Sure it was easier to do it myself. But putting in the time to train, give context, develop guardrails, learn how to monitor etc ultimately taught me the skills needed to delegate effectively and multiply the teams output massively as we added people.
It's early days but I'm getting the same feeling with LLMs. It's as exhausting as training an overconfident but talented intern, but if you can work through it and somehow get it to produce something as good as you would do yourself, it's a massive multiplier.
But you're not training LLMs as you use them really - do you mean that it's best to develop your own skill using LLMs in an area you already understand well?
I'm finding it a bit hard to square your comment about it being exhausting to catherd the LLM with it being a force multiplier.
You just explained how your work was affected by a big multiplier. At the end of training an intern you get a trained intern -- potentially a huge multiplier. ChatGPT is like an intern you can never train and will never get much better.
These are the same people who would no longer create or participate deeply in OSS (+100x multipler) bragging about the +2x multiplier they got in exchange.
If you know what you're doing you can still "teach" them though, but it's on you to do that - you need to keep on iterating on things like the system prompt you are using and the context you feed in to the model.
Humans really like to anthropomorphize things. Loud rumbles in the clouds? There must be a dude on top of a mountain somewhere who's in charge of it. Impressed by that tree? It must have a spirit that's like our spirits.
I think a lot of the reason LLMs are enjoying such a huge hype wave is that they invite that sort of anthropomorphization. It can be really hard to think about them in terms of what they actually are, because both our head-meat and our culture has so much support for casting things as other people.
Edit: grammar
With LLMs the better I get at the scaffolding and prompting, the less it feels like catherding (so far at least). Hence the comparison.
Makes me wonder if there had been equal investment into specialized tools which used more fine-tuned statistical methods (like supervised learning), that we would have something much better then LLMs.
I keep thinking about spell checkers and auto-translators, which have been using machine learning for a while, with pretty impressive results (unless I’m mistaken I think most of those use supervised learning models). I have no doubt we will start seeing companies replacing these proven models with an LLM and a noticeable reduction in quality.

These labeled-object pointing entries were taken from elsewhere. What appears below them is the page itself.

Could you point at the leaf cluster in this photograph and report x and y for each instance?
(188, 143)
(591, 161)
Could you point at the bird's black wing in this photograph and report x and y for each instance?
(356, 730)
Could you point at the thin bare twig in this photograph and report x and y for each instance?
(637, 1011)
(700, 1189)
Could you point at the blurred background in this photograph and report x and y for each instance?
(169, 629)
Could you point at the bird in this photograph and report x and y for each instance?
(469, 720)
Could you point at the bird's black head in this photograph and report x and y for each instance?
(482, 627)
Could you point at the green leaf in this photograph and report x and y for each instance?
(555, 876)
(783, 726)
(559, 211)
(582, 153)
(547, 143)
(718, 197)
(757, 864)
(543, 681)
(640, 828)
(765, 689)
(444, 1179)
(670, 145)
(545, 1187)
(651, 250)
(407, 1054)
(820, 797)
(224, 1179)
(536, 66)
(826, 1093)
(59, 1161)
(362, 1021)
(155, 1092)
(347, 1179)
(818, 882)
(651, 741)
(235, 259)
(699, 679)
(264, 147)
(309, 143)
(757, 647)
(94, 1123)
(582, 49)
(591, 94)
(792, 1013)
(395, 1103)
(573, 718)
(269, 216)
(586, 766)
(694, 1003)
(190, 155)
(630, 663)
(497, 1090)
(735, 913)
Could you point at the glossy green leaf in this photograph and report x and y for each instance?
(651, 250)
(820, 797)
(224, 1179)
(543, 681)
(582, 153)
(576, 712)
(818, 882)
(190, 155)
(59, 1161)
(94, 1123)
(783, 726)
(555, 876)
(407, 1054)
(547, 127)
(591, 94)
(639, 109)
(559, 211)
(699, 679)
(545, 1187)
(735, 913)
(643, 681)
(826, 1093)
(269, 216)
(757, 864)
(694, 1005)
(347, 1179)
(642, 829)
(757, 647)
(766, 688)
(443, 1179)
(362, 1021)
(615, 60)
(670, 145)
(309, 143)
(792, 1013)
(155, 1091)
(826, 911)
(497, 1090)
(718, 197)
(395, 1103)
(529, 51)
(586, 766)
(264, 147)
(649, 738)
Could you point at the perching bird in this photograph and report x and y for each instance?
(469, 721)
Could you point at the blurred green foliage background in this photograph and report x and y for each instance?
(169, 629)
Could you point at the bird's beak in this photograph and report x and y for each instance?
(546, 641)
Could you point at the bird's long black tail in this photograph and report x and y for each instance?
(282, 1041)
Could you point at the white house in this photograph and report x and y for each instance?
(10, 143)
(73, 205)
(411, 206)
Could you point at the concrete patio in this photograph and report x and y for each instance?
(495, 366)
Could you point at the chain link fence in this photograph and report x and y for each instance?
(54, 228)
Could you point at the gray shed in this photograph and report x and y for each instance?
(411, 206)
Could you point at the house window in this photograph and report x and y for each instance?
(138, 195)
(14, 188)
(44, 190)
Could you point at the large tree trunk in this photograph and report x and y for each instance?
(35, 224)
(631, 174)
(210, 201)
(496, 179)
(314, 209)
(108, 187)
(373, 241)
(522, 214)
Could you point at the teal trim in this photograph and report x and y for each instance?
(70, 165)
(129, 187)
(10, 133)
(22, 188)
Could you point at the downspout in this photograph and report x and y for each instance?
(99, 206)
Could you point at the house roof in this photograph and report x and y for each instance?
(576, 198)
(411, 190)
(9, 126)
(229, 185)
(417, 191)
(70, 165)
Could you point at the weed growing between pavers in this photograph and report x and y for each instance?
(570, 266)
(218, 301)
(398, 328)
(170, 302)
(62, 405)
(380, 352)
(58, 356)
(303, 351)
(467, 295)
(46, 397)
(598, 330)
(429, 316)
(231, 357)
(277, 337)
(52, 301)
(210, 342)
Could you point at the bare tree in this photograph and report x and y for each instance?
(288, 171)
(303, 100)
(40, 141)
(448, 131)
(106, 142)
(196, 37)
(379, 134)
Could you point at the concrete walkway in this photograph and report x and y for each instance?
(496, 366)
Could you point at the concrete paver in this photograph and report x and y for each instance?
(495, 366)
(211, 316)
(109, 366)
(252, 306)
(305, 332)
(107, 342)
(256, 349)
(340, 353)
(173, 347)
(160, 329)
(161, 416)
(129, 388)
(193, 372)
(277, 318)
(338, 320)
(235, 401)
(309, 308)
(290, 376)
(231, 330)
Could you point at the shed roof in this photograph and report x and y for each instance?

If an LLM learned something when you gave it commands, it would probably be reflected in some adjusted weights in some of its operational matrix. This is true of human learning, we strengthen some neural connection, and when we receive a similar stimuli in a similar situation sometime in the future, the new stimuli will follow a slightly different path along its neural pathway and result in a altered behavior (or at least have a greater probability of an altered behavior). For an LLM to “learn” I would like to see something similar.
I wrote a bit about that here - I've turned it off: https://simonwillison.net/2025/May/21/chatgpt-new-memory/
Admittedly, you have to wrap LLMs to with stuff to get them to do that. If you want to rewrite the rules to excluded that then I will have to revise my statement that it is "mostly, but not completely true".
:-P
I think SSR schedulers are a good example of a Machine Learning algorithms that learns from it’s previous interactions. If you run the optimizer you will end up with a different weight matrix, and flashcards will be schedule differently. It has learned how well you retain these cards. But an LLM that is simply following orders has not learned anything, unless you feed the previous interaction back into the system to alter future outcomes, regardless of whether it “remembers” the original interactions. With the SSR, your review history is completely forgotten about. You could delete it, but the weight matrix keeps the optimized weights. If you delete your chat history with ChatGPT, it will not behave any differently based on the previous interaction.